You don’t have to have a big garden to grow climbing roses. There are plenty of small rose varieties bred for growing in patio pots, and these include a good selection of climbers. Some of them have diminutive leaves and flowers to suit their smaller stature, but others are full-sized in every way except their eventual height and spread. All are easy to grow on a short support in a pot.
Caption: 'Warm Welcome' is a great compact climbing-rose variety for pots
Buying bare-root roses between October and March costs less than getting a potted plant and there's no plastic or peat used in their production so it's better for the environment. During the growing season, buy a container-grown plant.
Caption: Use a big pot and Best Buy compost for your patio rose
Place the support over climbing varieties straight away, before the shoots start to grow, and secure it in place with hooks or pegs if needed.
Keep plants well watered after planting.
CARING FOR YOUR PLANTS
Water regularly during the growing season so the compost doesn’t dry out.
Train main stems by pulling them down at a low angle, winding them around the support and tying them in place. Tie in flowering shoots as they grow if needed.

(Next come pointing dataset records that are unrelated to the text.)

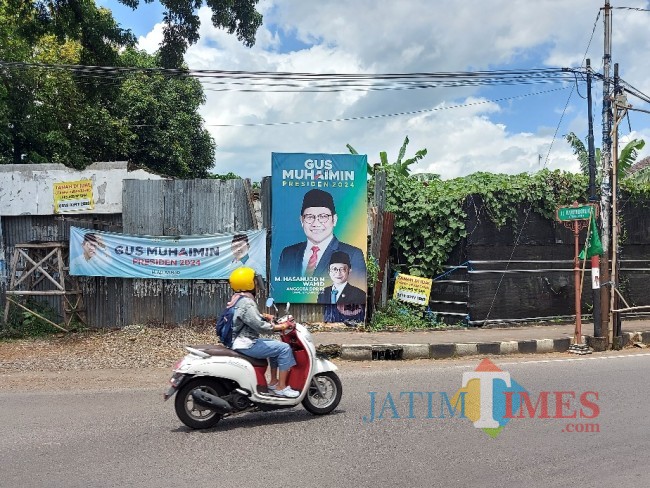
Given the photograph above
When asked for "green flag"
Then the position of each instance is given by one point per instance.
(593, 246)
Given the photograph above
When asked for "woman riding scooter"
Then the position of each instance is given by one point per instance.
(249, 323)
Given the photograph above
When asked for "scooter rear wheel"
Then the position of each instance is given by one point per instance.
(190, 413)
(319, 404)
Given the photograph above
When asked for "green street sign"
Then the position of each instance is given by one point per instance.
(565, 214)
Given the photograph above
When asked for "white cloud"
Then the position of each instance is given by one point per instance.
(367, 36)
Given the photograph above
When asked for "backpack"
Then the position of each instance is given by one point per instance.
(224, 325)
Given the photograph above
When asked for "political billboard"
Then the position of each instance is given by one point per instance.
(214, 256)
(319, 228)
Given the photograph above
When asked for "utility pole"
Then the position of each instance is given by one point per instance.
(606, 186)
(620, 107)
(595, 260)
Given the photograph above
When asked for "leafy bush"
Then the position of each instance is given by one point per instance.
(430, 215)
(21, 323)
(398, 315)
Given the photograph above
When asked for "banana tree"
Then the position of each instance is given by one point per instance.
(401, 166)
(626, 157)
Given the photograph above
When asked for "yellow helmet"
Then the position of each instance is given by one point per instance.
(242, 279)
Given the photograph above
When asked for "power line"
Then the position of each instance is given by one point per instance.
(368, 117)
(283, 82)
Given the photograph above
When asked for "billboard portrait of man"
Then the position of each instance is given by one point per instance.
(319, 207)
(311, 257)
(341, 291)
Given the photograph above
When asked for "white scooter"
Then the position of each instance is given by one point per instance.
(213, 382)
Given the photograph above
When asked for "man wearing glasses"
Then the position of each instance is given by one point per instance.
(341, 292)
(312, 257)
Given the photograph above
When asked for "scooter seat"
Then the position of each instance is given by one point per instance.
(219, 350)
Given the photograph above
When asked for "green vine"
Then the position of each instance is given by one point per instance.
(430, 215)
(372, 270)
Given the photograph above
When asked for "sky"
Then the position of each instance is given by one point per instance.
(506, 129)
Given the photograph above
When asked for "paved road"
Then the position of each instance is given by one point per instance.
(128, 437)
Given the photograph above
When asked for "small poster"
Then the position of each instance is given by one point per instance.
(73, 196)
(412, 289)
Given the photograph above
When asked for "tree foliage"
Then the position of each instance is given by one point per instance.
(181, 23)
(65, 116)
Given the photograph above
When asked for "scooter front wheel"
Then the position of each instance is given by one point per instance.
(322, 403)
(191, 413)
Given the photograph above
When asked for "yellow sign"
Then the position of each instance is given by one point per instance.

Caption: Train the stems of climbers horizontally to encourage blooms lower down the plant
From the second year onwards, weed pots and top dress them each spring with more compost mixed with controlled-release fertiliser.
Prune in late winter, reducing flowered shoots by two thirds and removing any weak stems.

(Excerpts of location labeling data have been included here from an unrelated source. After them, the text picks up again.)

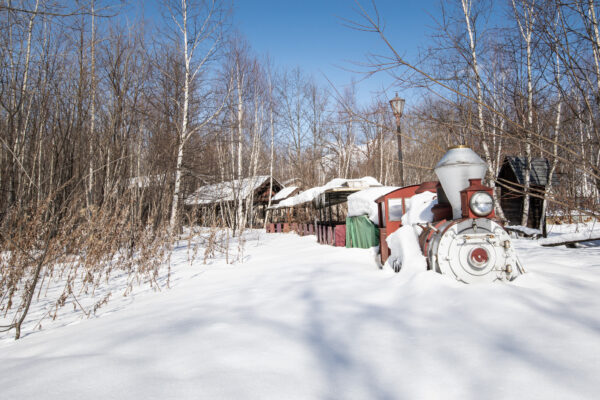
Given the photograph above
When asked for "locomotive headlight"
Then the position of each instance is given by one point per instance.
(481, 204)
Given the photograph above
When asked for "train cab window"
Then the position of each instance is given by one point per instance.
(395, 209)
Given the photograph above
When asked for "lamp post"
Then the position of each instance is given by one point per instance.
(397, 105)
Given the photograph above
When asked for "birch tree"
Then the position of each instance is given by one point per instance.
(197, 35)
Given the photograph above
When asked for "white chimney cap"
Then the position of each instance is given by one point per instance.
(454, 170)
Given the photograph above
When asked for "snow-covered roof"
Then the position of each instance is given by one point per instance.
(363, 202)
(311, 194)
(226, 191)
(284, 193)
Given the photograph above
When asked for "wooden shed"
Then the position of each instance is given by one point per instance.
(512, 178)
(221, 198)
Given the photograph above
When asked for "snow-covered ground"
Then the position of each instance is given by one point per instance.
(299, 320)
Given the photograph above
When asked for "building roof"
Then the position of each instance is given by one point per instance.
(347, 186)
(284, 193)
(227, 191)
(539, 170)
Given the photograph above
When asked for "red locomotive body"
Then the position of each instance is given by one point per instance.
(464, 239)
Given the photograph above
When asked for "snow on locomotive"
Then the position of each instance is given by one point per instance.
(460, 235)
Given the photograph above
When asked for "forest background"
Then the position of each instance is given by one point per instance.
(109, 123)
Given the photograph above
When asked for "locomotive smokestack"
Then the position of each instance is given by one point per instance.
(454, 170)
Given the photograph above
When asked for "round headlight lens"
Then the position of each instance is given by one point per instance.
(481, 204)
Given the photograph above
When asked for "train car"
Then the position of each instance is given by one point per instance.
(464, 239)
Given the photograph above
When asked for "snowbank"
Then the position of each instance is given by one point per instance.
(298, 320)
(363, 202)
(570, 237)
(404, 243)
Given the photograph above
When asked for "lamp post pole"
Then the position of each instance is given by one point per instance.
(397, 105)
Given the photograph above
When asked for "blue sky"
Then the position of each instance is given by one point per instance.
(311, 35)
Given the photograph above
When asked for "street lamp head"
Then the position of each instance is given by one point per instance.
(397, 105)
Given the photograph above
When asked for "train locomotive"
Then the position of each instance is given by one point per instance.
(465, 239)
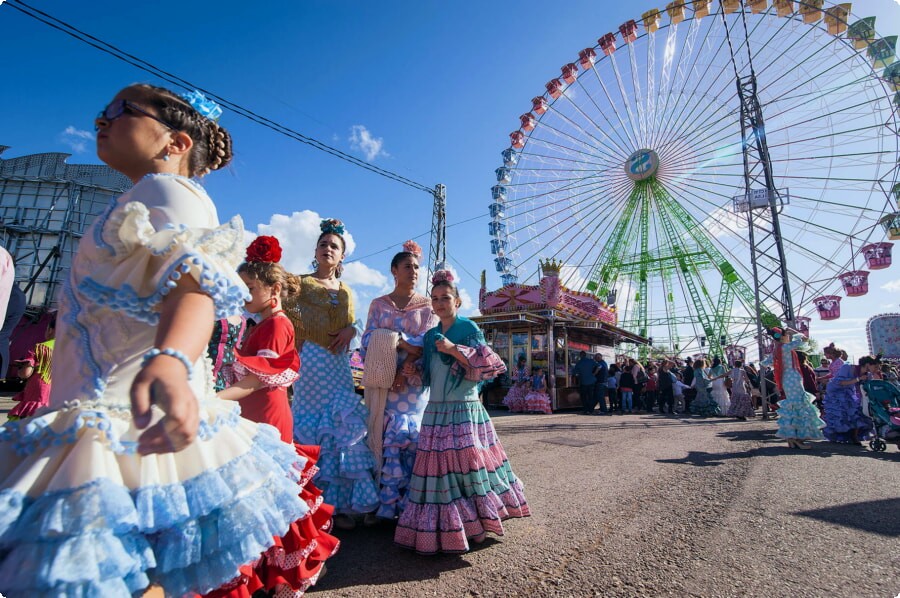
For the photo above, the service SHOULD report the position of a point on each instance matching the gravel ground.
(645, 505)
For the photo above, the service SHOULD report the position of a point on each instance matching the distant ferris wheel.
(629, 169)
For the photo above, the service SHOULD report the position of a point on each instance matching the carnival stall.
(549, 325)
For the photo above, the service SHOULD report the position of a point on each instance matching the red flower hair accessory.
(413, 248)
(264, 249)
(442, 276)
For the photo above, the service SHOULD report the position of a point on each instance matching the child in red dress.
(36, 369)
(263, 368)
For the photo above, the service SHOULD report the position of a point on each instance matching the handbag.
(381, 359)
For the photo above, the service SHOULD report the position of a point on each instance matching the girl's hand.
(410, 349)
(163, 382)
(409, 368)
(342, 339)
(444, 346)
(399, 381)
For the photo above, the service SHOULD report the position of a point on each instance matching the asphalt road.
(646, 505)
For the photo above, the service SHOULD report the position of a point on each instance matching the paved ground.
(645, 505)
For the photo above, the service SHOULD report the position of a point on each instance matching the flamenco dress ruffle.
(462, 485)
(741, 405)
(704, 405)
(537, 402)
(327, 412)
(401, 437)
(293, 564)
(798, 417)
(89, 517)
(844, 419)
(515, 399)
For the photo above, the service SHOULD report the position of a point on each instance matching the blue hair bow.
(206, 107)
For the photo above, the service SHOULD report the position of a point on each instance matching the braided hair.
(212, 143)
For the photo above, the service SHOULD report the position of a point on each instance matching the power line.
(141, 64)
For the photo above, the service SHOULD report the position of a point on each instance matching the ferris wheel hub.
(642, 164)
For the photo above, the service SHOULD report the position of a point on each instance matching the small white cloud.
(76, 139)
(298, 234)
(361, 139)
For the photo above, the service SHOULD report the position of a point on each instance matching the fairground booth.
(549, 325)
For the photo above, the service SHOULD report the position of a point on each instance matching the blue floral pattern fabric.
(81, 513)
(329, 413)
(798, 417)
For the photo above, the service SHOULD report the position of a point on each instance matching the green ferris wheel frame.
(628, 168)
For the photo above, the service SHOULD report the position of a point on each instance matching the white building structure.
(45, 207)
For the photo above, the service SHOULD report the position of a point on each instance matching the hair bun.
(264, 249)
(332, 226)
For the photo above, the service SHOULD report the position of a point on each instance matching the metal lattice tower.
(437, 251)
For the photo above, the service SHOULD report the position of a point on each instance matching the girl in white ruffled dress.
(136, 474)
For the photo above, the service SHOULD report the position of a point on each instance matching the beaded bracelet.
(171, 353)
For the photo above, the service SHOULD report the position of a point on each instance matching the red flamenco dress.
(296, 560)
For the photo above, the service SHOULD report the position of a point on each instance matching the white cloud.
(76, 139)
(361, 139)
(892, 286)
(468, 307)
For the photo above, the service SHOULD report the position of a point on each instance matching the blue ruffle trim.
(229, 298)
(799, 418)
(35, 433)
(102, 540)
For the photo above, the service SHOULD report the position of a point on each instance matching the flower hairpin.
(264, 249)
(442, 276)
(332, 226)
(203, 105)
(413, 248)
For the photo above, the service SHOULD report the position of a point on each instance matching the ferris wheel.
(630, 171)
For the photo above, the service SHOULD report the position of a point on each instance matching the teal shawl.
(463, 332)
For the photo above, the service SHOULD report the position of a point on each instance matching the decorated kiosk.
(549, 325)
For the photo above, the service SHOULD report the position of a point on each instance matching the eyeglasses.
(119, 107)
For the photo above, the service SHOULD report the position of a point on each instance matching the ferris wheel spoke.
(635, 129)
(614, 145)
(578, 128)
(736, 261)
(560, 231)
(551, 145)
(584, 196)
(586, 184)
(612, 103)
(678, 120)
(636, 86)
(588, 149)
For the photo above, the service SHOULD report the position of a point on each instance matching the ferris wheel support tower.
(762, 202)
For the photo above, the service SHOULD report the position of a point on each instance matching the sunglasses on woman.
(119, 107)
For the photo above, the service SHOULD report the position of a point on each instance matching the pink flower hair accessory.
(442, 276)
(413, 248)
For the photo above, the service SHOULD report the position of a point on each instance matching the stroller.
(883, 400)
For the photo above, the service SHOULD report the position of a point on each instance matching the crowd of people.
(166, 455)
(669, 386)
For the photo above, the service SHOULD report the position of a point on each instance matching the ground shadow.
(875, 516)
(354, 564)
(770, 445)
(604, 423)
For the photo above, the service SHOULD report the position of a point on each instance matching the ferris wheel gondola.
(629, 169)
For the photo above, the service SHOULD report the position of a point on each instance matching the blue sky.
(427, 89)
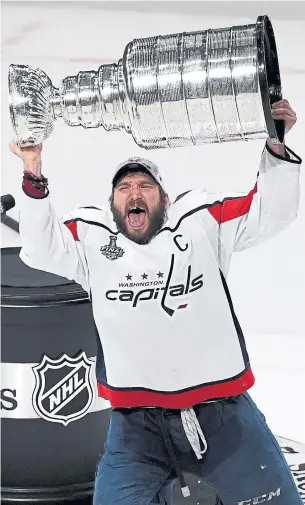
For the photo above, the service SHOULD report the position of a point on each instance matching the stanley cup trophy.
(184, 89)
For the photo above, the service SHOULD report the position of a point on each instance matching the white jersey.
(168, 334)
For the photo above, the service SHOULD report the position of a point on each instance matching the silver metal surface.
(167, 91)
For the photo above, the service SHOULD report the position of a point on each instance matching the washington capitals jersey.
(168, 334)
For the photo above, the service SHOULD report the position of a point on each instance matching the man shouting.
(171, 356)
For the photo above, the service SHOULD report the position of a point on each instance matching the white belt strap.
(193, 431)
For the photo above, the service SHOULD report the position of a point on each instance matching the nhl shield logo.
(64, 391)
(112, 251)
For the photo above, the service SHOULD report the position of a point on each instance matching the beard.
(156, 218)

Tie in new growth if growing a climber. If older plants get too bushy, cut out older stems at ground level.
PESTS AND DISEASES
Blackspot is the most common fungal disease to attack roses. Growing resistant varieties can avoid problems, but if you see the dark spots on leaves, remove them promptly and get rid of all fallen leaves in winter. Start to spray plants with fungicide before the leaf buds break and at intervals afterwards to help
control bad infestations.
Caption: Blackspot affected leaves can be picked off
Powdery mildew, a white powdery coating on leaves, is another common fungal disease, especially in late summer. Improving air flow around the plants by not planting too densely and keeping the soil moist by mulching can help to prevent it
Aphids gather on shoot tips from spring and can be crushed, washed off or sprayed with an insecticide if plants aren’t in flower.